The US added 528,000 jobs and the unemployment rate fell to 3.5 percent in July, according to data released Friday by the Labor Department, a stunning gain that defied predictions of a slowdown.
Economists expected the US to have added roughly 250,000 jobs in July and keep the jobless rate at 3.6 percent, according to consensus estimates released before the report.
But the economy added more than double the number of jobs experts predicted, even as consumer confidence plunged and gross domestic product shrank over the first half of the year. The jobless rate also returned last month to its pre-pandemic level of 3.5 percent, which in February 2020 set a 50-year low for unemployment.
The stunning July job gain will raise questions about how close the US economy actually is to a recession after months of growing concern over a sharp slowdown. The resilience of the labor market also means the Federal Reserve may have more room — or at least feel more pressure — to rapidly raise interest rates and fight inflation without fears of triggering steep job losses.

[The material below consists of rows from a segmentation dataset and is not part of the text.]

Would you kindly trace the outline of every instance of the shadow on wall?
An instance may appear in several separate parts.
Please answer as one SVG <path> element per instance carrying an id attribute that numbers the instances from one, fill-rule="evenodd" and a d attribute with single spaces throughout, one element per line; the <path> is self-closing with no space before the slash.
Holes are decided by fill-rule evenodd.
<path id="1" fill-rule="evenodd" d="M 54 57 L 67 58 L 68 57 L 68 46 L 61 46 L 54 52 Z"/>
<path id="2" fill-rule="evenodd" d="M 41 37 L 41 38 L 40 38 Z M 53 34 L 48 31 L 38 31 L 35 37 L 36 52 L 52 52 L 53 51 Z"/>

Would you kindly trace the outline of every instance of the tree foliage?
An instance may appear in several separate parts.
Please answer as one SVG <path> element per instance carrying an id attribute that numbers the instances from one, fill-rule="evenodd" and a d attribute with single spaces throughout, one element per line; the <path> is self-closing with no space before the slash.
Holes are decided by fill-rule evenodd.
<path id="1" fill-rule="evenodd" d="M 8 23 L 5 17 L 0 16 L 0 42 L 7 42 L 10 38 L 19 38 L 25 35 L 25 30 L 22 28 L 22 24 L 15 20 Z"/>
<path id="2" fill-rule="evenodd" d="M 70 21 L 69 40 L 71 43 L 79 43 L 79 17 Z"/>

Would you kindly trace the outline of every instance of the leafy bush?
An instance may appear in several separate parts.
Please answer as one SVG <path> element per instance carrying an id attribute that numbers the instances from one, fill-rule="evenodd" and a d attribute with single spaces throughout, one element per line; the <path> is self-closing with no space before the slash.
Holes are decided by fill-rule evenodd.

“If you thought the economy was in a recession, you were wrong. Demand for workers skyrocketed in July, far exceeding expectations. Paired with falling gas prices, the economic outlook for the third quarter starts looking better,” wrote John Leer, chief economist at Morning Consult, in a Friday analysis.
“Today’s numbers also increase the likelihood of more aggressive rate hikes by the Fed as it tries to tame inflation, and downside risks remain elevated later in the year.”
July’s job gain has now brought the total number of Americans employed back to its level before the onset of the COVID-19 pandemic in 2020, which wiped out roughly 21 million jobs in two months. The vast majority of new jobs came in service sector industries that have struggled to meet stimulus-fueled consumer demand.
The leisure and hospitality sector, which is still below its pre-pandemic employment level, led all other industries in job growth with a gain of 96,000 jobs. Restaurants and bars added 74,000 jobs alone.
Professional and business services firms added 89,000 jobs in July and employ almost 1 million more workers than they did before the pandemic. Health care employment rose by 70,000 and government employment rose by 57,000 in July, helping those sectors continue to recover jobs lost to COVID-19.
Even sectors of the economy hit hard by higher Fed interest rates and high inflation posted notable job gains.
Construction employment rose by 32,000 in July, retailers added 22,000 jobs, and transportation and warehousing added 21,000 jobs.
“Strong employer demand is continuing to support the solid, and increasing job gains. With continuing fear and debate over a recession, the labor market does not look like it is teetering on the edge of a recession,” wrote Daniel Zhao, senior economist at Glassdoor, in a Friday analysis.
“The labor market remains a pillar of strength, holding up the economy even as the economy slows around it,” he wrote.
The stunning July jobs gain could give President Biden and Democrats a useful boost with just three months until the November midterm elections. While election forecasters expect Democrats to lose their majority in the House, stronger confidence in the economy could help Biden’s party limit its losses in the lower chamber and preserve—or even expand—its Senate majority.
The Labor Department also revised the May and June job gains by a combined 28,000 jobs, meaning the US has added a total of 1.3 million jobs over the past three months.
“More people are working than at any point in American history. That’s millions of families with the dignity and peace of mind that a paycheck provides. And, it’s the result of my economic plan to build the economy from the bottom up and middle out,” Biden said in a Friday statement.
“I ran for president to rebuild the middle class – there’s more work to do, but today’s jobs report shows we are making significant progress for working families,” he said.
While the July jobs report is a welcome break from recession fears for Biden, there are still serious risks looming over the economy that could flip the picture before the midterm elections.
Labor force participation remained almost stagnant in July, which is little relief for businesses competing to fill jobs from a workforce still 1.3 percent smaller than it was in February 2020. Wages also grew by 5.2 percent over the past year, a rapid clip that some economists fear will fuel higher inflation.
The Fed has been hiking interest rates since March with the goal of slowing job growth to a pace that won’t drive inflation higher or force businesses to rapidly raise wages. A slower economy would also force businesses to avoid raising prices as consumers have less financial room to chase inflation.
The lack of an expected July job growth slowdown may push the Fed into even faster rate hikes, which risks shocking the economy into a recession.
“The Fed won’t take any solace in the strong job numbers. Policymakers’ priority is cooling wages and price pressures, so they want to see unemployment edge higher,” said Mark Zandichief economist at Moody’s Analytics, in a Friday tweet.
“That would take monthly job gains of well below 100k for a while. The Fed will get what it wants in the coming months,” he said.